Thursday, February 22, 2007

Francois

I met a man. He was very composed, very peaceful in disposition. He told a tragedy about one April in which he lost many of his countrymen to a sunder opened by simple racial hatred. He was then and still is one of the most accomplished gorrilla trackers in Northern Rwanda.

Francois, then a Hutu and now a Rwandese, was on the agressor's side without ever wanting to be. When he heard of the ensuing violence, he fled with his wife and son to the mountains that were his second home. He hid his family there and went back for his brother and Father which were also 'sympathetic' Hutus with no intentions of partaking in the inexcusable mindless violence against the Tutsis. Upon his return to the city, he was sought out by the genocide soldiers and expected to act with them. Again, he fled to his mountains, this time without a brother and Father he would never see again.

I traveled through Kenya and Uganda on bus, as you all know and I very much enjoyed the scenery, the bizarre assortment of people that I encountered and the education that I received regarding Africa; what poverty actually is. I saw filth, I saw desperation. I saw miles and miles of endless need. I saw babies carrying babies covered in only rags and dust. I saw immense masses of human flesh packed together in markets yelling and bartering, trading and begging, hot outside and empty in. I smelled the stench of onions sitting in the sun for days mixed with sweat, sewage, rotting meat and garbage. I redefined words like need, hunger, desperate and poor for myself; words that I can no longer claim to personally know. All that time, alone and relatively vulnerable in a hot and bumpy bus, I never felt in danger, maybe due to ignorance more than anything else but as soon as I crossed the border into Rwanda, an entirely different sense came over me.

I saw huts of mud and straw with happy and healthy looking denizens, children playing outside with their fathers (or older brothers), mothers that had food to nourish their families even if it was cooked over a fire outside the humble hut. Rolling green hills, farms and people cultivating lush looking crops. People were on bicycles everywhere and there was a generally better looking infrastructure all over, including the roads. Of course there were places like this scattered across Kenya and Uganda as there were packed markets and desperation in parts of Rwanda. It was just the overall look of Rwanda that was "better" in my eyes. The oddest thing was that I felt much more uneasy in Rwanda.

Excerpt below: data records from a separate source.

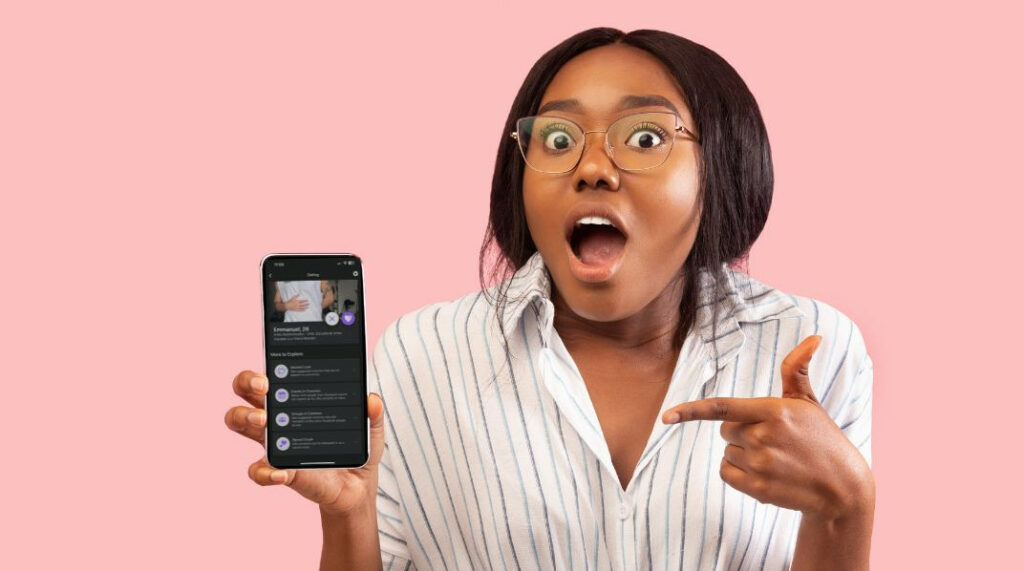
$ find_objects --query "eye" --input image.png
[541,123,575,151]
[626,123,666,148]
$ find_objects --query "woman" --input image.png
[227,29,874,569]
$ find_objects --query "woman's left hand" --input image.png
[662,336,874,520]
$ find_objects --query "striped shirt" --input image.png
[370,253,872,570]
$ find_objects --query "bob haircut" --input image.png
[479,28,773,370]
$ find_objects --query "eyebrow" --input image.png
[537,95,680,115]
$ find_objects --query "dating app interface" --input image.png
[263,257,367,468]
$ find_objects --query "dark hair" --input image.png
[479,28,773,371]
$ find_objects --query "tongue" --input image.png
[580,227,626,266]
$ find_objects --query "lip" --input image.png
[565,203,630,243]
[565,203,630,283]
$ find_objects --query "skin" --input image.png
[522,44,874,569]
[224,45,874,569]
[522,45,700,488]
[273,279,334,312]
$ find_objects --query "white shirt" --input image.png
[370,253,872,570]
[278,279,324,321]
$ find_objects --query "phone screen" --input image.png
[261,254,369,468]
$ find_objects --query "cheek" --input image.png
[644,169,700,243]
[522,178,564,248]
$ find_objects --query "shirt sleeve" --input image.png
[819,318,874,466]
[367,324,415,570]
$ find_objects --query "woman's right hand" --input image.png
[224,370,384,516]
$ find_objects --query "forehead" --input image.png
[541,44,690,121]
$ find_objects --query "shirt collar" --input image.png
[502,252,806,349]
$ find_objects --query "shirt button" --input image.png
[618,503,633,520]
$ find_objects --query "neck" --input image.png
[551,276,685,356]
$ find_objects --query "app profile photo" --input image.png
[267,279,362,325]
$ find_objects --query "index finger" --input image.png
[662,397,771,425]
[231,370,270,408]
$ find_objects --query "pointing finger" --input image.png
[782,335,821,402]
[662,397,777,425]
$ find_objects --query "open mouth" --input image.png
[569,224,626,266]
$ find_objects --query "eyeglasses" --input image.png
[509,112,699,174]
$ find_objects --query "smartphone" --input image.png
[260,254,370,469]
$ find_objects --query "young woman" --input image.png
[226,28,874,569]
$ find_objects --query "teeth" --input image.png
[575,216,615,228]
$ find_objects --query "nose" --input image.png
[572,131,618,190]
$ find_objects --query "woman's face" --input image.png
[522,44,700,321]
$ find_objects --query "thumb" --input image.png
[782,335,821,404]
[367,393,384,468]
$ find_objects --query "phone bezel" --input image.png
[259,253,371,470]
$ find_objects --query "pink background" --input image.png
[0,0,1024,569]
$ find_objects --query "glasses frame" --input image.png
[509,112,700,174]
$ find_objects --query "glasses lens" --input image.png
[516,117,584,173]
[608,113,677,170]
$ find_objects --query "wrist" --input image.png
[319,487,377,523]
[803,470,874,524]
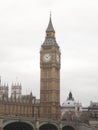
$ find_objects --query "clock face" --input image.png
[56,55,60,62]
[43,53,51,62]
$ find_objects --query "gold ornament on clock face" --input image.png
[43,53,51,62]
[56,55,60,62]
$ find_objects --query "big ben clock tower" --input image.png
[40,16,61,119]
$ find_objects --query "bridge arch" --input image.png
[3,121,34,130]
[62,125,75,130]
[39,123,58,130]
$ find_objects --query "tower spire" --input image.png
[46,11,55,33]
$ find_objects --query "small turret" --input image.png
[43,14,58,46]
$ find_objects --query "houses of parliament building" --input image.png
[0,16,98,130]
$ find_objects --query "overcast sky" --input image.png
[0,0,98,105]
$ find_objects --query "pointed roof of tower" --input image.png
[46,13,55,32]
[68,92,74,100]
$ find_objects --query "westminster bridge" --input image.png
[0,116,98,130]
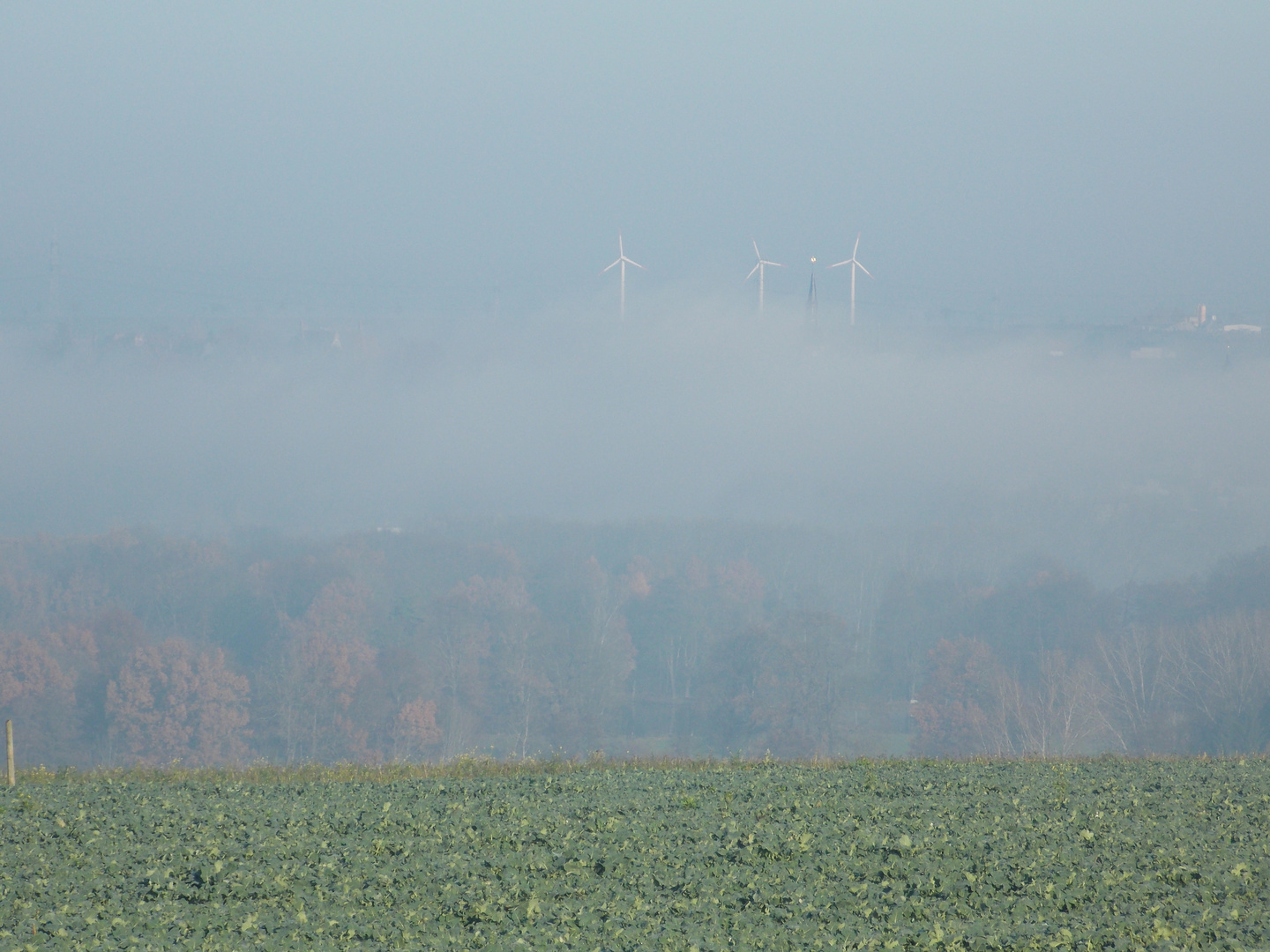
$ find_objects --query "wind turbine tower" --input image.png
[745,239,785,314]
[600,231,647,317]
[806,255,818,320]
[829,233,872,328]
[49,237,63,321]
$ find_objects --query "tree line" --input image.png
[0,524,1270,767]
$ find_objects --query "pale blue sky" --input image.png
[0,3,1270,328]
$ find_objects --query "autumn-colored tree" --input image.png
[0,635,78,764]
[392,698,441,761]
[259,579,380,762]
[548,556,646,753]
[912,638,1005,756]
[106,638,249,765]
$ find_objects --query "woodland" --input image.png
[0,523,1270,770]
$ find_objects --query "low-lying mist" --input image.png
[0,301,1270,583]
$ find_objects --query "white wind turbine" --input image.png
[745,239,785,314]
[829,233,872,328]
[600,231,647,317]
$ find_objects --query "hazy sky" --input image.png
[0,0,1270,579]
[7,3,1270,330]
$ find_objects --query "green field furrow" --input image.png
[0,759,1270,952]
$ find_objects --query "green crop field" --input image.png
[0,759,1270,952]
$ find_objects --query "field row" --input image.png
[0,761,1270,949]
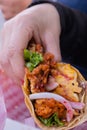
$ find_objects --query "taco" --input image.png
[22,44,87,130]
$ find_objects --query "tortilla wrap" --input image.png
[22,63,87,130]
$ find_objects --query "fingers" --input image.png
[43,31,61,61]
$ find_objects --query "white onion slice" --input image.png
[29,92,73,122]
[69,101,85,110]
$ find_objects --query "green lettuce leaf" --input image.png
[24,49,43,71]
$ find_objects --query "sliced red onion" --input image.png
[69,101,85,110]
[45,77,58,91]
[29,92,73,122]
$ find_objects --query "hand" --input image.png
[0,4,61,84]
[0,0,32,20]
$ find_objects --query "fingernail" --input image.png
[21,79,24,85]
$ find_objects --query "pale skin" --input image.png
[0,4,61,85]
[0,0,32,20]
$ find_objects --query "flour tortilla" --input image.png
[22,63,87,130]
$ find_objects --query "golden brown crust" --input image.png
[22,63,87,130]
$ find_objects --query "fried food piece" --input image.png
[53,64,82,102]
[34,98,66,119]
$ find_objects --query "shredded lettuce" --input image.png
[38,113,64,127]
[24,49,43,71]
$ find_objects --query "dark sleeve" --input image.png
[28,0,87,67]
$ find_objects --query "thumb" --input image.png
[44,32,61,61]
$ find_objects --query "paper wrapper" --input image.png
[22,63,87,130]
[0,86,7,130]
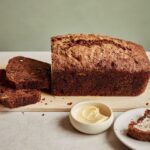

Have you ever gone into someone's house and 'had a bad feeling'? Thats what I got when I crossed into Rwanda, especially as I entered Kigali. Maybe it was because I knew the history but I tend to think that humans have a bit of a collective energy. You can paint that statement as something that its not but there is plenty of evidence that we are affected by one another on levels like hormones, facial expressions and even group mentality (like that illustrated by mobs). I felt the massive trauma here like it still stained everyone and hung thickly in the air. You can see the genocidaires dressed in pink jumpsuits working in chain gangs on the side of the road. You can see more severity in peoples faces. Again, I am the first to admit that I may have had an unconscious prejudice from knowing the history but there were many instances that I saw and felt the strange, unsure and untrusting interactions between a people betrayed. I will illustrate this with stories later but I think I have posted enough to keep you all busy pondering for at least a few days. Think about the repercussions of colonialism and then contrast that with the fallout of humanitarian aid projects. How are the two similar and different? I encourage your comments on that especially and I will respond to them in a couple of days.